Understanding Rhinoplasty

By on October 22, 2015 under Blog

Understanding Rhinoplasty

Let’s face it. Not all of us were born with the perfect nose. Yet instead of fretting about it, more than a half million people a year seek a change. The good news is there are ways to change the shape and size of the nose.

Rhinoplasty, or what is commonly called a “nose job,” is not all about looks. When someone has a hard time breathing, often it is because of an obstruction or deviation in the nasal cavity. Septoplasty, a part of a Rhinoplasty, can correct the problem, provide significant relief, and ease breathing.
However, the majority of people who seek Rhinoplasty are looking to change a nose that is out-of-proportion, a profile that’s unattractive, or detracts from other pleasant facial features. Everyone knows someone who is a beautiful lady, or a handsome guy, if it weren’t for that nose…
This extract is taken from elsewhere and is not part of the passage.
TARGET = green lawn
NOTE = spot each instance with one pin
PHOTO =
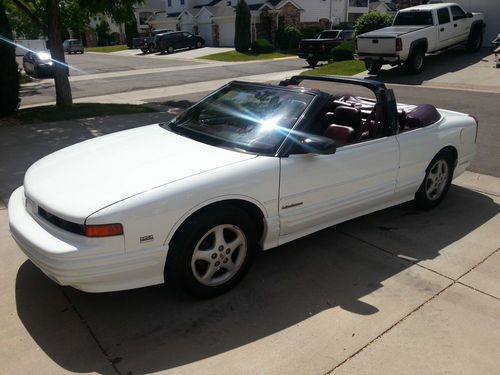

Rhinoplasty changes the nose through reshaping cartilage and bone. The incisions are small and barely noticeable. Except for mild bruising under the eyes that may last for one to two weeks, there is little post-surgical concern that can’t be answered with a quick phone call. Patients are given a splint to wear for a week to keep the nose in its intended shape and to control swelling. Pain is minimal and controllable with over-the-counter medication.

When surgery is performed by a board-certified plastic surgeon who performs rhinoplasty often the results are often pleasing and natural. Many patients comment on how people notice their eyes or their smile rather than that their nose has changed. That is the sign of a nose job well done – when the nose doesn’t look operated on, or disproportionate, or too out of the norm for the person’s age, ethnic characteristics and gender.

Although the improvement is noticeable after the first week and the majority of swelling diminishes quickly, the healing process takes time. It may take up to six months to a year for the final result. Patients can return to work or school after 7 to 10 days. Strenuous activities should be avoided for several weeks, and like any surgery, complications can arise and should be thoroughly discussed in a personal consultation with a plastic surgeon.

Unless there is a valid medical reason such as trauma, most insurance companies do not pay for Rhinoplasty. If a Septoplasty is required to improve breathing, insurance may cover a portion of the cost. Financing is available and can help patients achieve a goal that’s, well, right under their nose.